Trustmark Park, built in 2005 in Pearl, Mississippi, a suburb of the capital city Jackson, is home to the Class AA Mississippi Braves of the Southern League. The Braves, owned and operated by the parent club in Atlanta, don’t have a lot of competition for fans’ minor league baseball dollars. “The beauty of it, being in central Mississippi, we're the state's only professional sports team, says David Burke, Director of Sales for the Mississippi Braves. “When we say we're Mississippi's team, we truly are.”
Baseball is not the biggest sport in the Magnolia State, something Bradshaw, an auto racing fan as well, can attest to.
“I'm going to say NASCAR,” Bradshaw notes, “Followed by college football, followed by baseball.”
On a pleasant night in April Bradshaw is one of hundreds of Braves fans checking out two NASCAR vehicles on display as part of the Braves’ “NASCAR Night” promotion. “NASCAR in the South, as you can imagine, it's a huge draw,” says Burke, “If I had to rank 'em, college sports and NASCAR, it might be neck and neck.”
If there’s one thing that The South is known for in addition to NASCAR, it’s friendliness, something evidenced during a visit to Trustmark Park. “It is the Hospitality State, officially we're the Magnolia State, but we're known as the Hospitality State,” says the former usher Bradshaw. “That's what it is, you won't meet friendlier people anywhere in the country, than Mississippi.”

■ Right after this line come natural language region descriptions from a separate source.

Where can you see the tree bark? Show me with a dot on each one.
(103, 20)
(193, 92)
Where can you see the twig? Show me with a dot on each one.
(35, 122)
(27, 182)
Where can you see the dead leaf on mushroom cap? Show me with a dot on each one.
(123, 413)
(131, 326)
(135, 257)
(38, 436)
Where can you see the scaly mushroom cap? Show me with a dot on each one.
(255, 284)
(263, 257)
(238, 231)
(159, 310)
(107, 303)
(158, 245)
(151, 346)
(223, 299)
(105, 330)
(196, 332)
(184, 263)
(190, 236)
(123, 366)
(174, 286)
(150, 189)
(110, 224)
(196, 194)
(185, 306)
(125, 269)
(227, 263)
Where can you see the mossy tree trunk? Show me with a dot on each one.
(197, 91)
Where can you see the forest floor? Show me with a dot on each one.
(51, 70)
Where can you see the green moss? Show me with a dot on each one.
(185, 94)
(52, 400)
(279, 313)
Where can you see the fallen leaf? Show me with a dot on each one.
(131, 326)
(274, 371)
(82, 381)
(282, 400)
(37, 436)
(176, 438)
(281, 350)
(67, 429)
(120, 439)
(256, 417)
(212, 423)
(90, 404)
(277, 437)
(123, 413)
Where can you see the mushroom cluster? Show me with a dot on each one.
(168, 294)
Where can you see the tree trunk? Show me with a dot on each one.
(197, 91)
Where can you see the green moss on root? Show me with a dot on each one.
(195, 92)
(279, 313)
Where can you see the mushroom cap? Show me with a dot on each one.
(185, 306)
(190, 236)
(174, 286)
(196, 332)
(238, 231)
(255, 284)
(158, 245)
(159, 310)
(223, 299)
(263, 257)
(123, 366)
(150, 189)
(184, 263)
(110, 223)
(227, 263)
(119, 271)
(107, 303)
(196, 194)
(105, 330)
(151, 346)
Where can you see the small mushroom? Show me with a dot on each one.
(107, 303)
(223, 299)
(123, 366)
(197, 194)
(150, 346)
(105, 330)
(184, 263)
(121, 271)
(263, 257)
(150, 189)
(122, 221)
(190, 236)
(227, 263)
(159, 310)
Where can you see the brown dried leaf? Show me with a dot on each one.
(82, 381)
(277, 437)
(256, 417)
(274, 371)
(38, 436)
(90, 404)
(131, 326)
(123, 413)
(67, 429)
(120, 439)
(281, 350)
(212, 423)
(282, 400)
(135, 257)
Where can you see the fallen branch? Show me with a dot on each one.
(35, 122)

Notes about Trustmark Park: The Braves were formerly the Greenville (South Carolina) Braves before moving to the Jackson area after the 2004 season. The stadium is typical of many 2000’s-era ballparks in terms of its open concourse design. It includes a 360 degree concourse and the Farm Bureau Grill in the right field corner. The stadium is located near the intersection of Interstates 20 and 55, referred to by some as the “Crossroads of the South.” Because of the traffic in the area, a Bass Pro Shops store is located in the same development as the ballpark. The Mississippi Braves are owned by the Atlanta Braves, who own all but one of their minor league affiliates, a unique business strategy these days. Yes, the Tomahawk chop is heard over the public address system after the home team scores, but no, the scene does not look like a 1990’s World Series game in Atlanta with 50,000 foam Tomahawks chopping in unison.